Limit DNS cleanup to the last entry (#505)

* Limit DNS cleanup to the last entry * Wrap loop and move cleanup out
NabuCasa · Sep 27, 2023 · 7695cc0 · 7695cc0
1 parent 94aa03d
commit 7695cc0
Showing 1 changed file with 28 additions and 23 deletions.
diff --git a/hass_nabucasa/acme.py b/hass_nabucasa/acme.py
@@ -409,33 +409,38 @@ async def issue_certificate(self) -> None:
             self._start_challenge, order
         )
 
-        for challenge in dns_challenges:
-            # Update DNS
-            try:
-                async with async_timeout.timeout(30):
-                    resp = await cloud_api.async_remote_challenge_txt(
-                        self.cloud, challenge.validation
-                    )
-                assert resp.status in (200, 201)
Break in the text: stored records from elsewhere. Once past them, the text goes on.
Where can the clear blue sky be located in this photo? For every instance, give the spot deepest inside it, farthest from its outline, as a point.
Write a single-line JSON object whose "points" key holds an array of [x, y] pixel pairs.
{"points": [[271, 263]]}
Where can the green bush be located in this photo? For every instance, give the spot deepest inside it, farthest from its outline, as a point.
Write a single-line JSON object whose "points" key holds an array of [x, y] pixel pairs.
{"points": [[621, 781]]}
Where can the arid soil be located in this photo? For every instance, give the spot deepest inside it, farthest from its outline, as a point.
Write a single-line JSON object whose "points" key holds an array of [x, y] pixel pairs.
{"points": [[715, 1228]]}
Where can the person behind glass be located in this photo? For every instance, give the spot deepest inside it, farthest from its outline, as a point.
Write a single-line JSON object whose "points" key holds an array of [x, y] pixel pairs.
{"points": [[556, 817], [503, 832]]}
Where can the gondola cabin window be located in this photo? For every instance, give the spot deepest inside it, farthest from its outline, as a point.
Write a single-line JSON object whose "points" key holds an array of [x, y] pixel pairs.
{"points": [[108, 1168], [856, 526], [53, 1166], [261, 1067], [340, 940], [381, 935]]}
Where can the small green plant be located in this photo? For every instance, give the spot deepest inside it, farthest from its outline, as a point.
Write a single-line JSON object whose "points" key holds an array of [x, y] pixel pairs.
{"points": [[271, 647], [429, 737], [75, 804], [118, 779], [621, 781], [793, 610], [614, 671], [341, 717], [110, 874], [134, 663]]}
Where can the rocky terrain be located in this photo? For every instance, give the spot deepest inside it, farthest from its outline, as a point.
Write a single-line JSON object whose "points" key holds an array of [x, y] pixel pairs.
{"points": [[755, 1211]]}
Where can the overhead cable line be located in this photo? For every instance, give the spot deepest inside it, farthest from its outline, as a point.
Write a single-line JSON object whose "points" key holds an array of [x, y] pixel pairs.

-            except (asyncio.TimeoutError, AssertionError):
-                raise AcmeNabuCasaError(
-                    "Can't set challenge token to NabuCasa DNS!"
-                ) from None
-
-            # Answer challenge
-            try:
-                _LOGGER.info("Waiting 60 seconds for publishing DNS to ACME provider")
-                await asyncio.sleep(60)
-                await self.cloud.run_executor(self._answer_challenge, challenge)
-                await self.load_certificate()
-            finally:
+        try:
+            for challenge in dns_challenges:
+                # Update DNS
                 try:
                     async with async_timeout.timeout(30):
-                        await cloud_api.async_remote_challenge_cleanup(
+                        resp = await cloud_api.async_remote_challenge_txt(
                             self.cloud, challenge.validation
                         )
-                except asyncio.TimeoutError:
-                    _LOGGER.error("Failed to clean up challenge from NabuCasa DNS!")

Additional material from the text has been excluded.